Alguém pode perguntar: “Como afirmar-se portador de uma alegria sem fim diante de tantos sofrimentos?” Observe uma criança. Os mesmos males que assolam o mundo a rodeiam também. Mas, no colo de sua mãe ela sente-se consolada e alegre. Mesmo que esteja doente e acamada, quando tem sua mãe ao lado o sofrimento não lhe tira a alegria. Em alguns casos, mesmo a presença de um amiguinho da escola já lhe põe um sorriso no rosto. É que o motivo de sua alegria é maior que o motivo do seu sofrimento. Lógico que se assusta quando o mal bate à porta. Mas agarra-se à razão de sua alegria e segurança e encontro pouso.

Os judeus nos campos de concentração nazista sobreviviam porque, embora ao seu redor tudo fosse morte e tristeza, eles agarravam-se à razão de sua alegria e salvação, ao seu Go’el. E os nazistas não podiam entender como homens e mulheres tão frágeis suportavam tantos sofrimentos.

Quando a minha alegria está em alguém ou em alguma coisa específica, basta a sua ausência para me entristecer, mas na sua presença as aflições são só aflições, não podem dominar.
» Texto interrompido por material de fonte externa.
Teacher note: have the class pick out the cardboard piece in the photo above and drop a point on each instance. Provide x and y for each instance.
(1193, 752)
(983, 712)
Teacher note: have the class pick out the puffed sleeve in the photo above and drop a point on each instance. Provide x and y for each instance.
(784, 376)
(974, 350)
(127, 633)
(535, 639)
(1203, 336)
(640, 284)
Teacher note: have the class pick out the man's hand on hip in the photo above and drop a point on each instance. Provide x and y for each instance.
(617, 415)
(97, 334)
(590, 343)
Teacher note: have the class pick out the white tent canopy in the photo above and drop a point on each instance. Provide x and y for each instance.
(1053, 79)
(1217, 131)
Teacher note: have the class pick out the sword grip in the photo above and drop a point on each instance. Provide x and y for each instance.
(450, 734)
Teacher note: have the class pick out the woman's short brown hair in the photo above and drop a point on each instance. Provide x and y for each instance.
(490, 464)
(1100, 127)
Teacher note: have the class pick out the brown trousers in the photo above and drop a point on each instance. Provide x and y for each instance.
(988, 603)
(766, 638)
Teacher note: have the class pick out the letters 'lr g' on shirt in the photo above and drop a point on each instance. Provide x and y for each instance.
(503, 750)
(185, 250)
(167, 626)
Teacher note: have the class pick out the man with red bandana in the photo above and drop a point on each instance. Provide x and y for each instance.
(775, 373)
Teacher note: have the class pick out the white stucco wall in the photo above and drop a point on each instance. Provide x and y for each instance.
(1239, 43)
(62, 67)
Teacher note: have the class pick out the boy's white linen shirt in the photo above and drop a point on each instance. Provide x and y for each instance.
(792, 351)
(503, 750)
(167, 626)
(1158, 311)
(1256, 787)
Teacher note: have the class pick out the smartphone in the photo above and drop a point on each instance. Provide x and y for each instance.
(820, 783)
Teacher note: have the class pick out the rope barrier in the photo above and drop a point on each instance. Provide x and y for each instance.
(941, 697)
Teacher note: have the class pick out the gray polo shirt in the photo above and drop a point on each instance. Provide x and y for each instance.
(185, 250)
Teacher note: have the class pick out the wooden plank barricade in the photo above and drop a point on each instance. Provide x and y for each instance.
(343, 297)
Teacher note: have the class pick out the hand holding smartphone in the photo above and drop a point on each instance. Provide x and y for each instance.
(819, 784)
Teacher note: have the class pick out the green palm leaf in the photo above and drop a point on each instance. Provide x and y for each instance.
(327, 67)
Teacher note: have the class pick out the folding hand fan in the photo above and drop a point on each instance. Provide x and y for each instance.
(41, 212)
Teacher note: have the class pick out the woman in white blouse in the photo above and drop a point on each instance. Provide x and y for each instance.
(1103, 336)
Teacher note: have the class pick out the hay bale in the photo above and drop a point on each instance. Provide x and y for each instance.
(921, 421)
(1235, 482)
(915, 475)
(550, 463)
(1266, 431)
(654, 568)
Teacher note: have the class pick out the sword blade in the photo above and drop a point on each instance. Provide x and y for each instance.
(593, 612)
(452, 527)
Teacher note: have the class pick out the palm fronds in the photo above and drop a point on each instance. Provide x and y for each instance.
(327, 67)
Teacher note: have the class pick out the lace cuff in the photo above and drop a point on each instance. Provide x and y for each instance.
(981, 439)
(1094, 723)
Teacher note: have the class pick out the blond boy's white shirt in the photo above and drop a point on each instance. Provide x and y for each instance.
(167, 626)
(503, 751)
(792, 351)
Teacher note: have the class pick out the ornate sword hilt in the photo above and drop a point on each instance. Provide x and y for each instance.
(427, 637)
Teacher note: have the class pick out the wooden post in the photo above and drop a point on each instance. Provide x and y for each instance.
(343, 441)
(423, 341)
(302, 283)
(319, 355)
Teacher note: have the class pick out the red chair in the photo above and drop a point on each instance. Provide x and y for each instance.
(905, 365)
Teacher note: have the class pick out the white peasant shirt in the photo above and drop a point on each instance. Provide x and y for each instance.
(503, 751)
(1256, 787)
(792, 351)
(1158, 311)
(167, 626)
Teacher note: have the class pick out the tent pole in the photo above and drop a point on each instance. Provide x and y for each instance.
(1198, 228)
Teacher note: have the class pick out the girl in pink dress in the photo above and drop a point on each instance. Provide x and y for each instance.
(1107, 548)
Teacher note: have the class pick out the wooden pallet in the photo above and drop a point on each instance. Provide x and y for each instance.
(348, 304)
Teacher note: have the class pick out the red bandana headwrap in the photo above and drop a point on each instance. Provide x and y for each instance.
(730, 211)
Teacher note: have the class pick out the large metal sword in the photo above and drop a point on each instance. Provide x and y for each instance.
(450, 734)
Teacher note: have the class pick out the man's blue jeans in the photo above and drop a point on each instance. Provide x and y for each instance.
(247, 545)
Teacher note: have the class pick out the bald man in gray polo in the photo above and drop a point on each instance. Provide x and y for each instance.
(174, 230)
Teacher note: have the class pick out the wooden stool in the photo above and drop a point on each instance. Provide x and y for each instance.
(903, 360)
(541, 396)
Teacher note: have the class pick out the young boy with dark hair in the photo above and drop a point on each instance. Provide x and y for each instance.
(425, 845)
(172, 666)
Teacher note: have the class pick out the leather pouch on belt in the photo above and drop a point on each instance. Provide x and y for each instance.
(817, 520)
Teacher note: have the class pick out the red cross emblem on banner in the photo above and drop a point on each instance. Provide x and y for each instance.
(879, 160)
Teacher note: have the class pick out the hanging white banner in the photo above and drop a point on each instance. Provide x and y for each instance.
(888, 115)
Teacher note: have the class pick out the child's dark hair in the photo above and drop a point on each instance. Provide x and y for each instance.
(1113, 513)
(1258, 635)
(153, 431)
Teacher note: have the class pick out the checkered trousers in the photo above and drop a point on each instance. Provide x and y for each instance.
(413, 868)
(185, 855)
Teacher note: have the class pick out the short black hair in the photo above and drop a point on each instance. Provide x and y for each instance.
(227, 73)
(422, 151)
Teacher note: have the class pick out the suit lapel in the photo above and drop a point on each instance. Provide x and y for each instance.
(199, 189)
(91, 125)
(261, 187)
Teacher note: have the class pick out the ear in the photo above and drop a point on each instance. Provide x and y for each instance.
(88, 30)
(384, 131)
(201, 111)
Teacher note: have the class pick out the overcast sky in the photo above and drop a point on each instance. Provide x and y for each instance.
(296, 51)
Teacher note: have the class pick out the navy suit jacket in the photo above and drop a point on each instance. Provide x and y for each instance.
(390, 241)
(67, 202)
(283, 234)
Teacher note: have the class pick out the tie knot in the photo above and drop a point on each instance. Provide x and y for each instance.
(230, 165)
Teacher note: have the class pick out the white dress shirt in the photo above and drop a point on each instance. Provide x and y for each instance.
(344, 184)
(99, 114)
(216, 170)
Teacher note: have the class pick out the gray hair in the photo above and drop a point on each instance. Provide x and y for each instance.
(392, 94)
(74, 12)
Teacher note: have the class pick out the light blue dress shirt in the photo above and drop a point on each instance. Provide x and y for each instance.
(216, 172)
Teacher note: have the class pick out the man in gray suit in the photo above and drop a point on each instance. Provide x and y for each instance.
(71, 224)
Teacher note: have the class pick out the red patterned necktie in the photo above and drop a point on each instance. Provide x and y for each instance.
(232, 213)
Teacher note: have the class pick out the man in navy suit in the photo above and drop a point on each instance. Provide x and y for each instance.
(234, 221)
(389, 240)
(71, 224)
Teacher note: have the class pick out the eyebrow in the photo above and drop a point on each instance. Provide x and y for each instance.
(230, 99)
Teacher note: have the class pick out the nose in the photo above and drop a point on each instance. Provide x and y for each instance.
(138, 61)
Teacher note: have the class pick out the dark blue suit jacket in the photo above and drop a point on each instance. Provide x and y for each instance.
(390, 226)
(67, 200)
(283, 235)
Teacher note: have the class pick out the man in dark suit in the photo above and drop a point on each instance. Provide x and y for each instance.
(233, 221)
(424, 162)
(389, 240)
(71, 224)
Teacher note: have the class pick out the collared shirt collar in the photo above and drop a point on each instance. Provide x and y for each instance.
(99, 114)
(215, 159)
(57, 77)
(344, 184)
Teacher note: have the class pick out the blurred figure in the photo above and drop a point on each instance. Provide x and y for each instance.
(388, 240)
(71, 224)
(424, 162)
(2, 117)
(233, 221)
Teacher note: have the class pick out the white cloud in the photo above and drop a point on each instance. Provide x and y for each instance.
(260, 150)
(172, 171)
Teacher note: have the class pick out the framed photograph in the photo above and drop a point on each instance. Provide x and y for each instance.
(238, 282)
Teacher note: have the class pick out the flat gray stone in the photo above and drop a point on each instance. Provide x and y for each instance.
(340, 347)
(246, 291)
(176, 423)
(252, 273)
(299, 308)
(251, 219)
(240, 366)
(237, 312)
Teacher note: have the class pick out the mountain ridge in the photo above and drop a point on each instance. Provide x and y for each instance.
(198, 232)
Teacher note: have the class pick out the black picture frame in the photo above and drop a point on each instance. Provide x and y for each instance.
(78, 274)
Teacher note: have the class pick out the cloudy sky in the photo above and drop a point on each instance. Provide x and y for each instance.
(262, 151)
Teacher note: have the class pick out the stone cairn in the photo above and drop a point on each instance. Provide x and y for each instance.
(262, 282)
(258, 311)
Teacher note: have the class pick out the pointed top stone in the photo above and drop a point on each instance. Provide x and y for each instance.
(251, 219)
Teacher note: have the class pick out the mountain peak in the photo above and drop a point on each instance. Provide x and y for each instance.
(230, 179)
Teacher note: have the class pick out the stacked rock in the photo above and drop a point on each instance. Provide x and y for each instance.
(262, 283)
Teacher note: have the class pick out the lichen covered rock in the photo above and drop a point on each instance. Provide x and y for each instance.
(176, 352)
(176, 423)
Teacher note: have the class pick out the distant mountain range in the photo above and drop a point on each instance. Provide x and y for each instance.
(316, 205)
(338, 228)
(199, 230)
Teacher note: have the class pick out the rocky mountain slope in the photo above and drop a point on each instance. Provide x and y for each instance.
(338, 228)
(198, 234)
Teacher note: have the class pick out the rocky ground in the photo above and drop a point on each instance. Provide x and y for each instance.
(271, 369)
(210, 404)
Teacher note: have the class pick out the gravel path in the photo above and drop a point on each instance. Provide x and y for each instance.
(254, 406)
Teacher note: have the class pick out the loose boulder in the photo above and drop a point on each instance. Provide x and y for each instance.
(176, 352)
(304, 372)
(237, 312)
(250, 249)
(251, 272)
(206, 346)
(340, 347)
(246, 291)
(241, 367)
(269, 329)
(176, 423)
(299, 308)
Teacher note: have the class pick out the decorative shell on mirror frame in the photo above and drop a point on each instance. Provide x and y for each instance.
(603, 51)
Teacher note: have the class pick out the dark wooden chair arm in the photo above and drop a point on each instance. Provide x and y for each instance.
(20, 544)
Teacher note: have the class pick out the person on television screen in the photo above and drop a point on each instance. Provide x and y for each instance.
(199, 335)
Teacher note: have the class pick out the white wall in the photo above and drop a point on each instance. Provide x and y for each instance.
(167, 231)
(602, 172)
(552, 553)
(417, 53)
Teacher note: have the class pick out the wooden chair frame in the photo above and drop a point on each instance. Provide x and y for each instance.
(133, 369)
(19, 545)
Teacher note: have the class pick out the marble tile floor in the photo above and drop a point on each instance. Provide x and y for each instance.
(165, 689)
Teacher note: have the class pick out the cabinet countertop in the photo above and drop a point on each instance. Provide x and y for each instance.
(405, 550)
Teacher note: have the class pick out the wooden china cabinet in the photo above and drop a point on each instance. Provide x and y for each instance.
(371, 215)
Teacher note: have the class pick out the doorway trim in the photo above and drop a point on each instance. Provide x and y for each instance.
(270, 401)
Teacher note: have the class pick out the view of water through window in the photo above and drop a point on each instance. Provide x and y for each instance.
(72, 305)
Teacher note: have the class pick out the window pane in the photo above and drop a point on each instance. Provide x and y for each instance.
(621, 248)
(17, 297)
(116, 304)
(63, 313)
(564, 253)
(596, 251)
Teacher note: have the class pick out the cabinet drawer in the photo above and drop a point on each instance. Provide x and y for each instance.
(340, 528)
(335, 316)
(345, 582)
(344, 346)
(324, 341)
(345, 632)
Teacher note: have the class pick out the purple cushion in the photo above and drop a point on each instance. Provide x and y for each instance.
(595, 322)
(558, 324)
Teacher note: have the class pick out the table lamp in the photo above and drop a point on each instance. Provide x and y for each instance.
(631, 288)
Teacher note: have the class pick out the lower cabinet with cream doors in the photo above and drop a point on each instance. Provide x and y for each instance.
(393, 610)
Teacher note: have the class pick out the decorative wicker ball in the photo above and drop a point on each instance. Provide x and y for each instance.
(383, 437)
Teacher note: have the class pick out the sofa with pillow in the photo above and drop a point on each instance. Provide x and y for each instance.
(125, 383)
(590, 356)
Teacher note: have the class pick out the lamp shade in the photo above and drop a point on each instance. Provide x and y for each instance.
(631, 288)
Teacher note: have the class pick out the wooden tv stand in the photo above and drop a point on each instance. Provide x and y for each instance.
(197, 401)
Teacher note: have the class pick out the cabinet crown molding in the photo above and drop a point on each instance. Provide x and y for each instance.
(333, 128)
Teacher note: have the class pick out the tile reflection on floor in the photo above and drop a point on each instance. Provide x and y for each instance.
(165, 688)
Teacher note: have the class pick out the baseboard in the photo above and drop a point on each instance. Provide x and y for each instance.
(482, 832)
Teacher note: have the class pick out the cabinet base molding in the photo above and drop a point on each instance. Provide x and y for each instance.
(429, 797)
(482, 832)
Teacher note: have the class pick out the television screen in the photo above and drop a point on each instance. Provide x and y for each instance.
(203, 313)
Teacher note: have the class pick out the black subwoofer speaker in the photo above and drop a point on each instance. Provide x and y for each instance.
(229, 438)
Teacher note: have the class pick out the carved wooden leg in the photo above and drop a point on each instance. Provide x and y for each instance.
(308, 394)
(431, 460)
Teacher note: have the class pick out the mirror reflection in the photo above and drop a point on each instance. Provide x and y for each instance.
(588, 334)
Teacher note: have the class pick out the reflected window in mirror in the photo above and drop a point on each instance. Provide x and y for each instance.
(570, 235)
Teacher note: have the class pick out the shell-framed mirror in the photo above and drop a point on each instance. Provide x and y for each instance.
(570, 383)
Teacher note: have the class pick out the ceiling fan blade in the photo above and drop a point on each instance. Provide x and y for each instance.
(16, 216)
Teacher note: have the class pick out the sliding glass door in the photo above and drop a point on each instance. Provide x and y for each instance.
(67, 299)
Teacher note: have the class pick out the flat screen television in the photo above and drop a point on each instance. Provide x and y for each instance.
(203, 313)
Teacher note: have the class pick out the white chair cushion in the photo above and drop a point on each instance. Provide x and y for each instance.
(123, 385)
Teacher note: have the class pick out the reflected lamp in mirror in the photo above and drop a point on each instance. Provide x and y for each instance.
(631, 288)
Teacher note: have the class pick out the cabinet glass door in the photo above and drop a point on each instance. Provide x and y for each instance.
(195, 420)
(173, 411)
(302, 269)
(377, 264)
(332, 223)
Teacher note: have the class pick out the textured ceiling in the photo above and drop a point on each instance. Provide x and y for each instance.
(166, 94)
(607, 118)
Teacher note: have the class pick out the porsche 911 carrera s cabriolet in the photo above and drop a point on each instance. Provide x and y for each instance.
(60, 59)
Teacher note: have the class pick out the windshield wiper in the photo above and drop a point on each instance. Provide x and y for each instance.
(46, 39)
Imagine quando minha alegria está em alguém que não se ausenta, não passa, não muda e não falha? Daí todas as tribulações deste mundo passam, são apenas eventos. Sim, sinto seus efeitos, não estou livre do sofrimento, mas eles não podem alcançar a razão da minha alegria, que é infinitamente maior que qualquer sofrimento.

O sofrimentos virão mas “eu me alegrarei no Senhor; exultarei no Deus da minha salvação.”